Parte
seconda
[...] Mia madre lavorava alla Sipe, che era una
fabbrica di esplosivi. Lei faceva i turni dalle sei del mattino alle due di
pomeriggio e mangiava là. Noi eravamo a casa da soli. Mia madre, per non
lasciarci soli, fino dall’età di sei mesi e mezzo ci aveva messi a balia da una
vicina di casa: la chiamavamo nonna Faustina. Nonna Faustina ci ha voluto molto
bene e anche noi l’amavamo molto. L’unica cosa è che puzzava, ma noi non ci si
badava. Metà dello stipendio di mia madre serviva per pagare lei.
A quell’epoca non c’erano gli asili nido e noi eravamo
due gemelli senza padre.
Alla nonna Faustina abbiamo voluto tanto bene, come a
una mamma, e lei ce ne ha voluto come se fossimo suoi figli. La ricordo ancora
oggi con amore. Ancora oggi ricordo quella casa buia a solaio, con una piccola
finestra che guardava la via Obici. Una cucina nera, con due fornelli in
pietra, e si faceva il fuoco con il carbone. C’era sempre un gran fumo ed era
nerissima. C’era poi una rete che faceva da letto e sulla quale abbiamo fatto
così tanti salti fino a disfarla. Nonna Faustina non aveva il gabinetto in casa
e, come tutte le vecchie di una volta, non portava le mutande: quando doveva
urinare andava nella stalla, che era al pianterreno, si metteva a gambe aperte,
con una mano spostava il grembiule e quando aveva finito si puliva con lo
stesso grembiule che veniva lavato ogni quindici giorni. Figuriamoci l’odore
che poteva fare! Nessuno aveva l’acqua in casa: c’erano i pozzi.

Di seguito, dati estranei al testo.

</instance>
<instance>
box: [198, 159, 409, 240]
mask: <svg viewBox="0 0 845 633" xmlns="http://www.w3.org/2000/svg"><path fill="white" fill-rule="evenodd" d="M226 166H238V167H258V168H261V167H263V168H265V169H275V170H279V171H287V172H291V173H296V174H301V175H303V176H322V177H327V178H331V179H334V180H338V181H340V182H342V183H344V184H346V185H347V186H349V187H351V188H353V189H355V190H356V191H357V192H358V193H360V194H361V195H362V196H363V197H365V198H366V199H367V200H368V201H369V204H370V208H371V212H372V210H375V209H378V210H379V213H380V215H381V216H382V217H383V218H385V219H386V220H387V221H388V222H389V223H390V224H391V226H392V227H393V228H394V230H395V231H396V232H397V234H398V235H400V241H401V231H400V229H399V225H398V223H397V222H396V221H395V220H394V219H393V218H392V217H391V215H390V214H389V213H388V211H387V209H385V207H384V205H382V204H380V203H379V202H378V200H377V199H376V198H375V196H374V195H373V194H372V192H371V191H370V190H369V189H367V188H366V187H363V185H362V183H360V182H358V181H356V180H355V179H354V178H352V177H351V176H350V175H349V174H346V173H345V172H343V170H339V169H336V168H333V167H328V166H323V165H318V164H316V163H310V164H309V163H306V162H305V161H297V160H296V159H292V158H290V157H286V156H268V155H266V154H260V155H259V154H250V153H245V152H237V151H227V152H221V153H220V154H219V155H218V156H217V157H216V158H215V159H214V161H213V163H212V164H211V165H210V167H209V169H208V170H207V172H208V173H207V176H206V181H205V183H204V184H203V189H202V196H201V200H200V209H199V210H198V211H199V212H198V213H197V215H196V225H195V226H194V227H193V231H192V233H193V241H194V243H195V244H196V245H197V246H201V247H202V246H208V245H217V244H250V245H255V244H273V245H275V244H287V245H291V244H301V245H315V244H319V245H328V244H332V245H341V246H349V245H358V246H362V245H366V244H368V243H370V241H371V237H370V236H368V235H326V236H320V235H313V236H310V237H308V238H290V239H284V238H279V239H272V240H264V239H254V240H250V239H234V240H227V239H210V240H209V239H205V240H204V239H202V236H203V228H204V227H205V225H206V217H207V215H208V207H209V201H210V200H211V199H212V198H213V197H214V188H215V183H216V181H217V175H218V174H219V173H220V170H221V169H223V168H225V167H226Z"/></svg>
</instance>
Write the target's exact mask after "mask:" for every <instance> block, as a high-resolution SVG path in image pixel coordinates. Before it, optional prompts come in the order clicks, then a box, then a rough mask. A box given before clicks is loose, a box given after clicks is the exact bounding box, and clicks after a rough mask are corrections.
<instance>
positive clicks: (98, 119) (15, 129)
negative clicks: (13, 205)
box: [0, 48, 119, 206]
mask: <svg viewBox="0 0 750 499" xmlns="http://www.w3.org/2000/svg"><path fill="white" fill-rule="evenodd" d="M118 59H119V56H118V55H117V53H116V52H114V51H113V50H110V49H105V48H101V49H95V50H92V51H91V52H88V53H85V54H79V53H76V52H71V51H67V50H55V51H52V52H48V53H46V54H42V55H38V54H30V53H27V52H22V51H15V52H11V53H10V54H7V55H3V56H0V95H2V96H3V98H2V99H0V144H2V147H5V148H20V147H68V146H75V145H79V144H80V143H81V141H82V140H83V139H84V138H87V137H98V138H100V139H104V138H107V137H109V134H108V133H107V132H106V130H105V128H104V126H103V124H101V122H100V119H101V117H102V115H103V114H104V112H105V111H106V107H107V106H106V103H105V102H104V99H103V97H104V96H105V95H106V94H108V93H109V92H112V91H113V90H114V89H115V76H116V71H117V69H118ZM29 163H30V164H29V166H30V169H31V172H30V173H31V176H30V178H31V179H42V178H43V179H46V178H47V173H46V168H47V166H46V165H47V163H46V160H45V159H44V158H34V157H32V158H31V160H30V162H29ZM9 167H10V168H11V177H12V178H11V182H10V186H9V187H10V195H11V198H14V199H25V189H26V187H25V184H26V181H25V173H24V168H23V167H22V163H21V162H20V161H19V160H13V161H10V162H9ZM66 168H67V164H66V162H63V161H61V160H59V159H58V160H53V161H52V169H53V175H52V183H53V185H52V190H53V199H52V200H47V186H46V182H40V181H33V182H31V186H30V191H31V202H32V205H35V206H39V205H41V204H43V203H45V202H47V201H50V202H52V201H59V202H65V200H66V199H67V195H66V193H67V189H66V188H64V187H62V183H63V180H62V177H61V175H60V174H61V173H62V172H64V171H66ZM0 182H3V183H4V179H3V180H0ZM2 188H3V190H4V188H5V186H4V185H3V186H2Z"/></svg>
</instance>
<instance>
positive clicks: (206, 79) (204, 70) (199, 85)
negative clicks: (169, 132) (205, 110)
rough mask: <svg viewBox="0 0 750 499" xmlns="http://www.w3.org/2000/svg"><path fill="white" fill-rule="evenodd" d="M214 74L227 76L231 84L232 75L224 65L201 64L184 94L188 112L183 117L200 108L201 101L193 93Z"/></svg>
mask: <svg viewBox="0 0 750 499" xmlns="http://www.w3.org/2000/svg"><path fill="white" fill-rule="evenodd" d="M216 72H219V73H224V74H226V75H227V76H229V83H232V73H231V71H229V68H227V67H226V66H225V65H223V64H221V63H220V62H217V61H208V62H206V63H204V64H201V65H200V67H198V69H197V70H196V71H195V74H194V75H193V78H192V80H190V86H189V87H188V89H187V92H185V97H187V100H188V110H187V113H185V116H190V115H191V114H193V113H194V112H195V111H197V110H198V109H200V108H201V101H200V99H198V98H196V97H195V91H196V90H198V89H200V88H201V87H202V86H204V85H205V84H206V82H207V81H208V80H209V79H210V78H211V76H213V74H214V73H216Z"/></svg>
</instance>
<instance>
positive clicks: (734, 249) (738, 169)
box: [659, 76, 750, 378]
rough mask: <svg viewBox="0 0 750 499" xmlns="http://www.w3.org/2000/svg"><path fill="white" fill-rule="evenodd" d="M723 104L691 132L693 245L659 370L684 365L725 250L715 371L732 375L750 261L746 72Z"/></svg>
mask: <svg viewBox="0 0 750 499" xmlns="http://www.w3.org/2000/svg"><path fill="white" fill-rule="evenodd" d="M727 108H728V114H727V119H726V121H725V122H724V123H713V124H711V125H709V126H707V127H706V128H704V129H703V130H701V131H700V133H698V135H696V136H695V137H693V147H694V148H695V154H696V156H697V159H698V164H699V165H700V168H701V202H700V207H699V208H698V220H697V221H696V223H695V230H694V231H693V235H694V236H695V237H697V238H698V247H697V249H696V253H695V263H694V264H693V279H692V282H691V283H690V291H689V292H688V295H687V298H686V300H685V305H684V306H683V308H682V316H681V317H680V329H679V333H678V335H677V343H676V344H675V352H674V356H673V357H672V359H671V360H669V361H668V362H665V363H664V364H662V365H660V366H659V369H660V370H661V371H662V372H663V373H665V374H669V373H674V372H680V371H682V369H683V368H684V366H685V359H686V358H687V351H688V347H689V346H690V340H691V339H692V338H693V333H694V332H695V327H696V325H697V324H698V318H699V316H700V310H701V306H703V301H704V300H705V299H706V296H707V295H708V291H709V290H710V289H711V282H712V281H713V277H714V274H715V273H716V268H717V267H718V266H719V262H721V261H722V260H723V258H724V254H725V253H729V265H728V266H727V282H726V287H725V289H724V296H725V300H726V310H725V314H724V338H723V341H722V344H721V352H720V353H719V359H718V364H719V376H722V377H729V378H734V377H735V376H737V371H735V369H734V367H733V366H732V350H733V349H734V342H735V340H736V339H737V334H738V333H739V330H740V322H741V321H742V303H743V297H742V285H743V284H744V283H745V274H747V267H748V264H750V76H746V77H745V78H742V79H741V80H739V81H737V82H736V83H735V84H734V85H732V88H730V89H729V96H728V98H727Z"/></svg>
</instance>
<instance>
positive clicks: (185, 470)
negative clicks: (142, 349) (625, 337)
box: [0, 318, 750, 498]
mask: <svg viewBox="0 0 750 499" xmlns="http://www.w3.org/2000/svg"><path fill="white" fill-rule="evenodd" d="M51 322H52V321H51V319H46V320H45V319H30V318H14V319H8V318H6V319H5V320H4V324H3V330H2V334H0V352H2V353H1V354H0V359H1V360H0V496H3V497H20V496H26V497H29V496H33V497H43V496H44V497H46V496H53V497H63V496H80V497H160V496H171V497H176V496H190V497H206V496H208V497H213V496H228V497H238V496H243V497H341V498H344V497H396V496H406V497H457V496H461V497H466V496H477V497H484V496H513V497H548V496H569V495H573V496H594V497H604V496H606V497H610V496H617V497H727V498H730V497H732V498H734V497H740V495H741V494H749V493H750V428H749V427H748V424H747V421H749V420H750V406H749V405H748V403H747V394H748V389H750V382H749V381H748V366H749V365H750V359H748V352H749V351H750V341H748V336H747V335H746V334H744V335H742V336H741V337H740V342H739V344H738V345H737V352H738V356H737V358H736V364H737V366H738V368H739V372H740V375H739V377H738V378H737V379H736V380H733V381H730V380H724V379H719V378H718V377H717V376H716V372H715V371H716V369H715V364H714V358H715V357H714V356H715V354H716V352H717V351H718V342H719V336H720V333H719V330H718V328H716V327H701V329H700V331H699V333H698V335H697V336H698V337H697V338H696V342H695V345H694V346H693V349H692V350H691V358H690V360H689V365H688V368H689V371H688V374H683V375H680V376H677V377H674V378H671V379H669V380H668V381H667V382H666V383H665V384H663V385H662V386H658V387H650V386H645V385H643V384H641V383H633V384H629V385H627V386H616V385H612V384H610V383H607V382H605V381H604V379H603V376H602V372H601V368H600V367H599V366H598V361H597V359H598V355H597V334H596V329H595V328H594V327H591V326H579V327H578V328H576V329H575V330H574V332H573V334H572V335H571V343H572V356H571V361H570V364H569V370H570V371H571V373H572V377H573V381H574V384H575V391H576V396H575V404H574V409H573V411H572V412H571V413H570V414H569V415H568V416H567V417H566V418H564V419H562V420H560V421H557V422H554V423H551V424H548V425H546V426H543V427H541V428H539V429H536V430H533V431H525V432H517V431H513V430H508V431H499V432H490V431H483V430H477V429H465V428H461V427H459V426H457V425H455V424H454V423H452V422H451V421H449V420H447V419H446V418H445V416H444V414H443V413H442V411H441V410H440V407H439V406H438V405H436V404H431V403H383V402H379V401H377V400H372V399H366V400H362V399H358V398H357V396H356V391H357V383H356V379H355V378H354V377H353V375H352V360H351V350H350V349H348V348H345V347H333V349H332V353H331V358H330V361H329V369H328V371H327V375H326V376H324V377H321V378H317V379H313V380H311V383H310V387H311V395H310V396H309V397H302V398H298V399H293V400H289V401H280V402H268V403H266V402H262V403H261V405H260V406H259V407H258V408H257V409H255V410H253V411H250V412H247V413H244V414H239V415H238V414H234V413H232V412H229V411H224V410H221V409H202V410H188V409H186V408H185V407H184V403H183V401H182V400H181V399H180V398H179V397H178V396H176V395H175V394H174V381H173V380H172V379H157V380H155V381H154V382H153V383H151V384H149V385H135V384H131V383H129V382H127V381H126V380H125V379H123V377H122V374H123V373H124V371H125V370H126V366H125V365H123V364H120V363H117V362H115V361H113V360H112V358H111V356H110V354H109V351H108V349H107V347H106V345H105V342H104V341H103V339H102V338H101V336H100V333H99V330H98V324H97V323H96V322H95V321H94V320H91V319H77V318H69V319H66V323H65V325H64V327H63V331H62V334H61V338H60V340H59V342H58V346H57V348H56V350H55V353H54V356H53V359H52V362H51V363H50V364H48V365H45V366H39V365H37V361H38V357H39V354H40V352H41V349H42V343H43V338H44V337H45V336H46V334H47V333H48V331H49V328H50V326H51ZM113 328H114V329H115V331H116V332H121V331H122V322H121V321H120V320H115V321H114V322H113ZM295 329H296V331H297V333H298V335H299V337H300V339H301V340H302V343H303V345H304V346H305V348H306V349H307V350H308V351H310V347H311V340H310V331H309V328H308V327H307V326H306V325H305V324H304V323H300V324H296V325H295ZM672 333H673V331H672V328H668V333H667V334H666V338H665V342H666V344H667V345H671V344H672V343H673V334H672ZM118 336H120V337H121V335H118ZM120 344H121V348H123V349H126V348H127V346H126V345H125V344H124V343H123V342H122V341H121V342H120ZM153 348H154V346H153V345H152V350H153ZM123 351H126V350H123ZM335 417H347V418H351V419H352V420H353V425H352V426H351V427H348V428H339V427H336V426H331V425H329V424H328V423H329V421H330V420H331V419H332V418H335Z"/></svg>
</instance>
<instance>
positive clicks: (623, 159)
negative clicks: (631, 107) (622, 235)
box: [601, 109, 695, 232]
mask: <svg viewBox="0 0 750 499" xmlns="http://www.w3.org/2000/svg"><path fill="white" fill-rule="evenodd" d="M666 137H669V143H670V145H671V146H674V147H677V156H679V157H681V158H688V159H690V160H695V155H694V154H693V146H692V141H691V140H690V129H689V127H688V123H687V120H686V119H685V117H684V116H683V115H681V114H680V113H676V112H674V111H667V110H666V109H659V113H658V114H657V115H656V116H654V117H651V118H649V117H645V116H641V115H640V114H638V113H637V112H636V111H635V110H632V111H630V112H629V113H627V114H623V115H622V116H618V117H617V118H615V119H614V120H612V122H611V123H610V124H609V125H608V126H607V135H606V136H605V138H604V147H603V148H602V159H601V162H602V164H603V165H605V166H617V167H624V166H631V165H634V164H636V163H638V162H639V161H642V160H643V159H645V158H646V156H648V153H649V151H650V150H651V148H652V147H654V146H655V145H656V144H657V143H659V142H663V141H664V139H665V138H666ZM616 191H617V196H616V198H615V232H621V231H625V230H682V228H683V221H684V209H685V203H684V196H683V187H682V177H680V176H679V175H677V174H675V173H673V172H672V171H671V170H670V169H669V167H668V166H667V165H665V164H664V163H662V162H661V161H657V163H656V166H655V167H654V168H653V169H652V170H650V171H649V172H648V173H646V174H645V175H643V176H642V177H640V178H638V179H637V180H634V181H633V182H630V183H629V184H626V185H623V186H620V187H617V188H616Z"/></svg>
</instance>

La via Obici era una via di stalle e di cavalli e birocci che servivano
per andare in Panaro per prendere la ghiaia per i frantoi. Quella casa era la
mia seconda casa. Grazie nonna Faustina per il bene che ci hai voluto. Non ci
hai mai fatti sentire soli, specialmente in quei tristissimi anni. Tu sarai
sempre nei miei pensieri. [...]Nell'immagine: casa, ora ristrutturata, sita in via Obici, nel cui sottotetto abitava “nonna Faustina”; al piano terra vi era la stalla.